4. The method of claim 3, wherein the RDBMS determines that the cache is stale when the timestamp stored in the cache is older than a timestamp associated with a current snapshot identifier for the metadata of the table.
5. The method of claim 3, wherein the RDBMS determines that the cache is stale when the snapshot identifier for the metadata of the table stored in the cache is not a current snapshot identifier for the metadata of the table.
6. The method of claim 2, wherein the metadata for the table that is stored in the cache comprises a file name for a data file and a row offset associated a row of the data file corresponding to an entry stored in the cache.

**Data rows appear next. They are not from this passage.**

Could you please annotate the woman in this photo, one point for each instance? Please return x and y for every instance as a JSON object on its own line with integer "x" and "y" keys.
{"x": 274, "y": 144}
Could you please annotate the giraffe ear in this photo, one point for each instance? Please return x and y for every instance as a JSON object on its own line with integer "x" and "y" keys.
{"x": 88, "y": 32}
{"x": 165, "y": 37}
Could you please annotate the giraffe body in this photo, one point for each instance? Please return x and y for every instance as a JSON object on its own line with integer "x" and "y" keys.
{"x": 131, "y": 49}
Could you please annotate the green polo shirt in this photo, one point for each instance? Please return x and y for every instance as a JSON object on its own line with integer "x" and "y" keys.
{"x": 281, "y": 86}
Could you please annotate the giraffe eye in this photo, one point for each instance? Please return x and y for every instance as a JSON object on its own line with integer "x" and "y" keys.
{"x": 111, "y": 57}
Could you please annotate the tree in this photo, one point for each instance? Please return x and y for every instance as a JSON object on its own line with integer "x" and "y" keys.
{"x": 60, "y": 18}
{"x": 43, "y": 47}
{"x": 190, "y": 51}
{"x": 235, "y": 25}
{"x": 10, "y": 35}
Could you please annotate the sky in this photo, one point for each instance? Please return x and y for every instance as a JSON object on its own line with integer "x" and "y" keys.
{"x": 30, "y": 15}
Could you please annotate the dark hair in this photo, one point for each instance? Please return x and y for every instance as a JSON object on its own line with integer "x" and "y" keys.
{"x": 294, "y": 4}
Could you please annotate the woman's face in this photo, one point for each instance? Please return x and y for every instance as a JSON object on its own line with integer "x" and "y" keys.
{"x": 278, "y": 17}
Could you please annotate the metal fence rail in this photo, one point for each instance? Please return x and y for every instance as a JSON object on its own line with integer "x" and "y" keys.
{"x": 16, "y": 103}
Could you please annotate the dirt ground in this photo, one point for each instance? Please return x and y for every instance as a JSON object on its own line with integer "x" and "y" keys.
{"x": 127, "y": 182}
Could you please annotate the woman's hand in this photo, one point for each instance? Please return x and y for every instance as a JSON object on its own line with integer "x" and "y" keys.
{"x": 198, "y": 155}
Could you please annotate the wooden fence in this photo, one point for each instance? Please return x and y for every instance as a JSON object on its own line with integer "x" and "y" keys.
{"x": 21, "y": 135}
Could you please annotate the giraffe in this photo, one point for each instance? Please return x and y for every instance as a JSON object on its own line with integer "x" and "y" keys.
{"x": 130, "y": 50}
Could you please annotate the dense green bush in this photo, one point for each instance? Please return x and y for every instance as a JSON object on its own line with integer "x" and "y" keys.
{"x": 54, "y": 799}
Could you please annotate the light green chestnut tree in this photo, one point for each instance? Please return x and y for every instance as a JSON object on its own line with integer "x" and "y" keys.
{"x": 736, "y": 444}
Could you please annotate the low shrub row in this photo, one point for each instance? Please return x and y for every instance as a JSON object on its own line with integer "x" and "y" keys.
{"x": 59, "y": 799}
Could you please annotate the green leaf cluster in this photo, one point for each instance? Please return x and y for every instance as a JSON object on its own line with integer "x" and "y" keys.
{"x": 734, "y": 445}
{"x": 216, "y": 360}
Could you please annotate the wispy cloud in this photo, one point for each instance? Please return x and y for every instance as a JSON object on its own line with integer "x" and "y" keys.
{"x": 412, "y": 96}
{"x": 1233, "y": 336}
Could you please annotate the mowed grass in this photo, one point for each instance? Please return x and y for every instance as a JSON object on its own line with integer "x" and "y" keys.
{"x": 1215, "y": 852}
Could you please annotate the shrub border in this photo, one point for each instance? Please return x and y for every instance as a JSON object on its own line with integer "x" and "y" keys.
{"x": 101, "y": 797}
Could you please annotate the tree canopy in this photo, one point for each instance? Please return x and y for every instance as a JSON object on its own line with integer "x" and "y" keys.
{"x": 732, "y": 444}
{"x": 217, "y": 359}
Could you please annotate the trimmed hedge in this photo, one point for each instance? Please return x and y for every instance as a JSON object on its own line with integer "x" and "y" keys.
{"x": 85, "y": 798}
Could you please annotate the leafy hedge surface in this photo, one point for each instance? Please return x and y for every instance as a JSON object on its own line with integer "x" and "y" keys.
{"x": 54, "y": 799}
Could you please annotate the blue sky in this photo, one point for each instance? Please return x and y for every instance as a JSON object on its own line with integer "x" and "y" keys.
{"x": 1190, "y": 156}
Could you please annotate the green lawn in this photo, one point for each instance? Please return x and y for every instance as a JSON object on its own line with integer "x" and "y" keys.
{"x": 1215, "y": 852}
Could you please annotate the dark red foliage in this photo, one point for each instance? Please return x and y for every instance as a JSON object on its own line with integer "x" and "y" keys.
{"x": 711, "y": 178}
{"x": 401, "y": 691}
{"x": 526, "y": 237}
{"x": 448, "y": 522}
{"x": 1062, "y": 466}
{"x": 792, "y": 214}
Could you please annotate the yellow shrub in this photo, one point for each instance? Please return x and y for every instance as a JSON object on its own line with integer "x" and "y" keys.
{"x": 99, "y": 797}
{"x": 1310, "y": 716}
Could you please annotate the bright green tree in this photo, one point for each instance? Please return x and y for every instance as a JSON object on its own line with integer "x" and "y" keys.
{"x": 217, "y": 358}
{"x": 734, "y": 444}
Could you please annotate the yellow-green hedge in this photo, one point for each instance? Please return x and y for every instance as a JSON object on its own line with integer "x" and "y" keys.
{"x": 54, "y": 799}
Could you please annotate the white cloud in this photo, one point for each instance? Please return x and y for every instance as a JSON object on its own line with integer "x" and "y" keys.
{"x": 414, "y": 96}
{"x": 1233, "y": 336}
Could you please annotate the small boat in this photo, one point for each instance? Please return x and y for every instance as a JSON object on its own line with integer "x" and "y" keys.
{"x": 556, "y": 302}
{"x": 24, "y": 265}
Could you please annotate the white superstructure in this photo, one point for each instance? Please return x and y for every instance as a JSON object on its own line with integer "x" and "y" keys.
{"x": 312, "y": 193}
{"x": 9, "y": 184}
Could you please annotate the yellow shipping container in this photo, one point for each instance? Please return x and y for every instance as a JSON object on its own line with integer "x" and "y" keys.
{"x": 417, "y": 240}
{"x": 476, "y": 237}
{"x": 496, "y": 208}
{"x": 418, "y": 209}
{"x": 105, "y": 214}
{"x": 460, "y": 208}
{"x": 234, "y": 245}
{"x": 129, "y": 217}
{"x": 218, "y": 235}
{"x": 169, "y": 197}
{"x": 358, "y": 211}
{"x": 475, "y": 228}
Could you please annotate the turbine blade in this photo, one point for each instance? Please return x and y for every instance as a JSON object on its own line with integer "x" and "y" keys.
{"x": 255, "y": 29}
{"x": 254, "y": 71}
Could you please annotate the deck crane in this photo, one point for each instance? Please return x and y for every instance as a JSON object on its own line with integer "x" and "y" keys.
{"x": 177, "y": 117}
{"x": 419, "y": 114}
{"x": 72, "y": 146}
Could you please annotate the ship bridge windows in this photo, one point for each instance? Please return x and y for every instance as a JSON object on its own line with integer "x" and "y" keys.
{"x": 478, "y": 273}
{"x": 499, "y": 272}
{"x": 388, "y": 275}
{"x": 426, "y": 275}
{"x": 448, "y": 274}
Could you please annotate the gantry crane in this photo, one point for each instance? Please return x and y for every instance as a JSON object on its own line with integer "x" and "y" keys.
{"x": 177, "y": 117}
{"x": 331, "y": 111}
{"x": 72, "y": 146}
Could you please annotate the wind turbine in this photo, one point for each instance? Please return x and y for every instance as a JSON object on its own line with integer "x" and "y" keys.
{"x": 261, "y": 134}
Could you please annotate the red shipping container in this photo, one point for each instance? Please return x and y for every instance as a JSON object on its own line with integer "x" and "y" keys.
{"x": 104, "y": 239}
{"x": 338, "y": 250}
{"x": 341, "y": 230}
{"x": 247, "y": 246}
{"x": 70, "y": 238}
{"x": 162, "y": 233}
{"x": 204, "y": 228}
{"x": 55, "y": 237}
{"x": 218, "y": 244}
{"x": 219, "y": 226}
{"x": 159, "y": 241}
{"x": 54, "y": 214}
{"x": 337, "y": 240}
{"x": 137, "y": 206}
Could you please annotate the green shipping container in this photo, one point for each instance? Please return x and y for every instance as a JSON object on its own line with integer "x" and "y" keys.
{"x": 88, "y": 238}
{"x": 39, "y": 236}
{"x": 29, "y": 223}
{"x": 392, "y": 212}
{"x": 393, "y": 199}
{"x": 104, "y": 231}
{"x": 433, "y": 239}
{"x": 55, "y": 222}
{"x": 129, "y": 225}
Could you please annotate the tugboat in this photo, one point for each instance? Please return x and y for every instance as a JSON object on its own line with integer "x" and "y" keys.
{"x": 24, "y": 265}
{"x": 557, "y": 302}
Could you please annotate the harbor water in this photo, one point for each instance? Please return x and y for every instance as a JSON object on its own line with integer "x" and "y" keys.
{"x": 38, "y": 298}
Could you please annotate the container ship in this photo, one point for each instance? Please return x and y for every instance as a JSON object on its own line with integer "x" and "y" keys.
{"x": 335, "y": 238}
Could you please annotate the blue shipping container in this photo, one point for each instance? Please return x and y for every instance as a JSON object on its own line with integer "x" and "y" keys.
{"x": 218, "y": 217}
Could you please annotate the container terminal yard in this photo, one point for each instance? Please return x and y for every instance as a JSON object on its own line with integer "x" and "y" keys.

7. The method of claim 6, wherein the RDBMS determines that the entry stored in the cache is stale using a delete file that contains the file name of the data file and the row offset of the row in the data file, and the delete file indicates that the row in the data file has been updated or deleted.
8. The method of claim 7, wherein the entry stored in the cache is updated or deleted when the delete file indicates that the row in the data file has been updated or deleted.
9. The method of claim 7, wherein the delete file contains a bloom filter indicating whether a column value is present in the row.
10. The method of claim 7, wherein only the delete file is created but no new data file is created, when the row is deleted from the data file.
11. The method of claim 7, wherein the delete file and a new data file are created, when the row is updated in the data file.
12. The method of claim 7, wherein a new data file is created, when the row is inserted in the data file.
13. The method of claim 1, wherein the RDBMS triggers an asynchronous cache maintenance task after the RDBMS deletes or updates data in the table.
14. A computer-implemented apparatus, comprising:
a relational database management system (RDBMS) executing in a computer system, wherein:
the RDBMS manages a relational database storing data in a table having an open table format (OTF);
the RDBMS maintains a cache for the data stored in the table;
the RDBMS processes a query for the data stored in the table;
the RDBMS determines whether the cache is stale when processing the query using metadata for the table that is stored in the cache;
the RDBMS reads the data from the cache to process the query when the cache is not stale; and
the RDBMS incrementally updates the cache when the cache is stale, and reads the data from the cache to process the query after the cache is incrementally updated.
15. A computer program product comprising a computer readable storage medium tangibly embodying instructions accessible therefrom, the instructions executable by a computer system to cause the computer system to perform a method, comprising:
executing a relational database management system (RDBMS) in a computer system, wherein:
the RDBMS manages a relational database storing data in a table having an open table format (OTF);
the RDBMS maintains a cache for the data stored in the table;
the RDBMS processes a query for the data stored in the table;
the RDBMS determines whether the cache is stale when processing the query using metadata for the table that is stored in the cache;
the RDBMS reads the data from the cache to process the query when the cache is not stale; and
the RDBMS incrementally updates the cache when the cache is stale, and reads the data from the cache to process the query after the cache is incrementally updated.